Nudging people to change their behaviour

“By knowing how people think, we can make it easier for them to choose what is best for them, their families and society.” That’s the theory behind Professor Richard Thaler and Professor Cass Sunstein FBA’s 2008 book 'Nudge: Improving Decisions about Health, Wealth, and Happiness’. They argue that subtle shifts in policy can encourage people to make decisions that will ultimately benefit them, an idea that’s been enthusiastically taken up by politicians around the world.

Ten years on from the book’s publication, nudge theory has been put into practice by governments and businesses around the world. From 2009-2012, Professor Sunstein served in President Obama’s White House as Head of the Office of Information and Regulatory Affairs, applying nudge theory to matters as diverse as tackling climate change and encouraging enrollment in pension schemes. Professor Thaler serves as an advisor on the ‘Behavioural Insights Team’ set up by Prime Minister David Cameron in 2010, better known as the ‘nudge unit’, which experimented with initiatives such as prompting people to fill in their tax returns by sending them letters informing them that most people in their postcode had already done theirs. In business, nudge theory has been applied to challenges ranging from reducing single-use plastic waste to minimising ‘ghosting’ on dating sites.

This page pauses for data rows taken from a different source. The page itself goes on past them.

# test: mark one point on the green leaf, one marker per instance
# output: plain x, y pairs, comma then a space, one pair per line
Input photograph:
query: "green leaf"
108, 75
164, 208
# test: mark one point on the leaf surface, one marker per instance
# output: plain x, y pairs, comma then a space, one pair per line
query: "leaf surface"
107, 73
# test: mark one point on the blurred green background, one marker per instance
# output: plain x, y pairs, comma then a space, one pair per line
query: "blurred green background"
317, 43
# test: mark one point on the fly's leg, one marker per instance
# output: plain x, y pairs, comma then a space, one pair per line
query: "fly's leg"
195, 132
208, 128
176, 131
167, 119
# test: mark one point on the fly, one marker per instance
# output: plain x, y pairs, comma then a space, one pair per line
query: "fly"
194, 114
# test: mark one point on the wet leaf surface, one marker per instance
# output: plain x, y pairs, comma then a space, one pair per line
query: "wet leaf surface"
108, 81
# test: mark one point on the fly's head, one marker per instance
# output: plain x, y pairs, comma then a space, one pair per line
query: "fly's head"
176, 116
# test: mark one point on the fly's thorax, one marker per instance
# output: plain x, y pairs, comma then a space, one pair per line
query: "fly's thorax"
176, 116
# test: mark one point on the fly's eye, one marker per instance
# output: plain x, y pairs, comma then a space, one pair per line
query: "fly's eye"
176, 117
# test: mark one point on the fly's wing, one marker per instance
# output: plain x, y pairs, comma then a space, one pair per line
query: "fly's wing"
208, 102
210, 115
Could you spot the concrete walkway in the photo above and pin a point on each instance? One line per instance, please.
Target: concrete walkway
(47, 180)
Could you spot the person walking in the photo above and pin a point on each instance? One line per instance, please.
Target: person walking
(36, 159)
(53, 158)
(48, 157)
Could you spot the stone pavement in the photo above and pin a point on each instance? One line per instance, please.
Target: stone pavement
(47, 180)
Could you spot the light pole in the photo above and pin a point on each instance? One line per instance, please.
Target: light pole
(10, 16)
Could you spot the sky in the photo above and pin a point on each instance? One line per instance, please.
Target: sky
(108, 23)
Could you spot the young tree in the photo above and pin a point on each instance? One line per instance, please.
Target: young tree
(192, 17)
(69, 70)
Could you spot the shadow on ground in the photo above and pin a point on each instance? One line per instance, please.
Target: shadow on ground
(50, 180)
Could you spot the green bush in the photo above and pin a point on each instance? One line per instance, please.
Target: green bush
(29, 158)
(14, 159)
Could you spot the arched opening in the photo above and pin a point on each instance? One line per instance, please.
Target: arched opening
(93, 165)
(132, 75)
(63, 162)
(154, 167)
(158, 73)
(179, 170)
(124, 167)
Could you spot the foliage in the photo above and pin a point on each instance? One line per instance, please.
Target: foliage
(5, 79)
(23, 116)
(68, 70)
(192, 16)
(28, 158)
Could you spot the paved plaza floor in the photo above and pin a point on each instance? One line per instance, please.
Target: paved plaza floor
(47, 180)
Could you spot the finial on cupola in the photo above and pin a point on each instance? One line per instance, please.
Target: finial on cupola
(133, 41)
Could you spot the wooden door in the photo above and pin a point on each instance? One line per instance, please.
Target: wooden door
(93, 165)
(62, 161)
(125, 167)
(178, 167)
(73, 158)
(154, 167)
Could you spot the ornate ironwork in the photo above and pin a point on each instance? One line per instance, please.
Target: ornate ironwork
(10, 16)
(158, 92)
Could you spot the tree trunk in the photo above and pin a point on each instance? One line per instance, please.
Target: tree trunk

Ensuring equal access to the NHS for Deaf people

Until relatively recently, cognitive assessments of dementia in British Sign Language (BSL) didn’t exist, making Deaf people considerably more likely to receive a late diagnosis. The situation for Deaf people suffering from other neurological conditions was similar, due to a widespread lack of understanding as to the effects on signers of acquired impairments such as those caused by head injuries, strokes and progressive neurological diseases.

In-depth research into this lack of provision and the best way of tackling it was carried out by the Deafness Cognition and Language Research Centre (DCAL), based at University College London and funded by ESRC, Alzheimer’s Society and Wellcome Trust. Its founder, Professor Bencie Woll FBA, became the UK’s first Professor of Sign Language and Deaf Studies in 1995 and published The Linguistics of British Sign Language four years later, still considered to be the definitive work on BSL linguistics. DCAL designed and put into practice standardised cognitive and language screening tests specifically for signers, rather than translating them from existing tests designed for hearing patients. As a direct result of their work, the NHS established the first neuropsychology clinic for Deaf patients who use BSL, at the National Hospital for Neurology and Neurosurgery.